A cluster is a component that contains one or more datacenters. It’s the most outer storage container in the database. One database contains one or more clusters. The hierarchy of elements in the Cassandra cluster is:
First, we have clusters that consist of datacenters. Inside of datacenters, we have nodes that contain by default 256 virtual nodes.

4. Data Replication

Now, when we know the basic components of Cassandra. Let’s talk about how Cassandra manages data around its structure. Some systems can not allow for data loss or interruption in data delivery. The solution is to provide a backup when the problem has occurred. For example, it can be hardware problems, or links can be down at any time during the data process. Cassandra stores data replicas on multiple nodes to ensure reliability and fault tolerance.

5.1. Replication Factor

We can determine the number of replicas and their location by the replication factor and replication strategy. The replication factor is the total number of replicas across the cluster. When we set this factor to one, it means that only one copy of each row exists in a cluster and so on.

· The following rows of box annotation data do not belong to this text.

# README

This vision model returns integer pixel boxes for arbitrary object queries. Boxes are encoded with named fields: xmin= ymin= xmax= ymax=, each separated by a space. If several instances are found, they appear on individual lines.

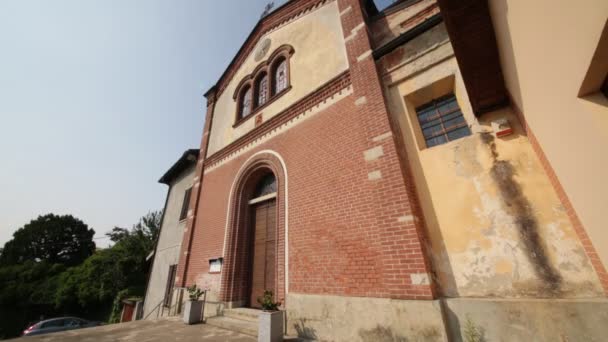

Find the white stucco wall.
xmin=144 ymin=165 xmax=195 ymax=319
xmin=207 ymin=1 xmax=348 ymax=155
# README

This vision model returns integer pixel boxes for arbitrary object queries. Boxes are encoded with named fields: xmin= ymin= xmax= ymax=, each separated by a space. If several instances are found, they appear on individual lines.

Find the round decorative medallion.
xmin=255 ymin=38 xmax=270 ymax=62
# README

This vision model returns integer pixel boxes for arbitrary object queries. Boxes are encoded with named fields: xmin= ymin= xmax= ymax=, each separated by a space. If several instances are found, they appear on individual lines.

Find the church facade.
xmin=162 ymin=0 xmax=608 ymax=341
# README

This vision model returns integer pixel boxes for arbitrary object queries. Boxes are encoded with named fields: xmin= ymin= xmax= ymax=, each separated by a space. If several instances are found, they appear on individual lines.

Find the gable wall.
xmin=207 ymin=1 xmax=348 ymax=156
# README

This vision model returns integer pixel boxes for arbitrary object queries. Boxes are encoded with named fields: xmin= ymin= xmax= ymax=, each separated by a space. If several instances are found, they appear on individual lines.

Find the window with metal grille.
xmin=163 ymin=265 xmax=177 ymax=307
xmin=179 ymin=188 xmax=192 ymax=221
xmin=416 ymin=94 xmax=471 ymax=147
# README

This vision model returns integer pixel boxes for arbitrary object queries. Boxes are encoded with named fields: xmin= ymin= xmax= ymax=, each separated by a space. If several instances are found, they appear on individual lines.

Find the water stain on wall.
xmin=481 ymin=133 xmax=562 ymax=295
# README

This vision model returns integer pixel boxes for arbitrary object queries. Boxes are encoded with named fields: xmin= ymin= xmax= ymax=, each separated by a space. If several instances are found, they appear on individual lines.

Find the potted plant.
xmin=258 ymin=290 xmax=283 ymax=342
xmin=184 ymin=284 xmax=205 ymax=324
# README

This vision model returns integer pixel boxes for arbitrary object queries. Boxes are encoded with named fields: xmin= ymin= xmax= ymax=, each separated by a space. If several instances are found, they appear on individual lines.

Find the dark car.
xmin=23 ymin=317 xmax=101 ymax=336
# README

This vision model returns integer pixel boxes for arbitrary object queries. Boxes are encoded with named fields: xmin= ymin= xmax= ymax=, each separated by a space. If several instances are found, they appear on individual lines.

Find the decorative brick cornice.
xmin=210 ymin=0 xmax=335 ymax=98
xmin=205 ymin=70 xmax=351 ymax=169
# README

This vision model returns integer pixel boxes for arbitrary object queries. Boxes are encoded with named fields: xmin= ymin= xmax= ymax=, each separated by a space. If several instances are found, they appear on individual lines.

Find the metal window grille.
xmin=179 ymin=188 xmax=192 ymax=221
xmin=416 ymin=94 xmax=471 ymax=147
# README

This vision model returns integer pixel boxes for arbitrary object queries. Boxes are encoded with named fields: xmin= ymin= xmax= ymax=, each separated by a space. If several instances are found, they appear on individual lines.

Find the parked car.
xmin=23 ymin=317 xmax=102 ymax=336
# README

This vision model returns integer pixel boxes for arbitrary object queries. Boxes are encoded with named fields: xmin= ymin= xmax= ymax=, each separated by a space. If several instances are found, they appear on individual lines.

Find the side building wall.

We can set this factor on the datacenter level and on rack level.

5.1. Replication Strategy

The replication strategy controls how the replicas are chosen. The importance of replicas is the same. Cassandra has two strategies for determining which nodes contain replicated data. The first one is called the SimpleStrategy, and it is unaware of the logical division of nodes for datacenters and racks. The second one is NetworkTopologyStrategy is more complicated and is both racks aware and datacenter aware. We can define how many replicas would be placed in different datacenters by using The NetworkTopologyStrategy. Additionally, it tries to avoid situations when two replicas are placed on the same rack.

5. Conclusion

This tutorial introduces the basic components of Cassandra’s architecture. We covered the key concepts of this database that ensure its high availability and partitioning tolerance. We also talked about data partitioning and data replication.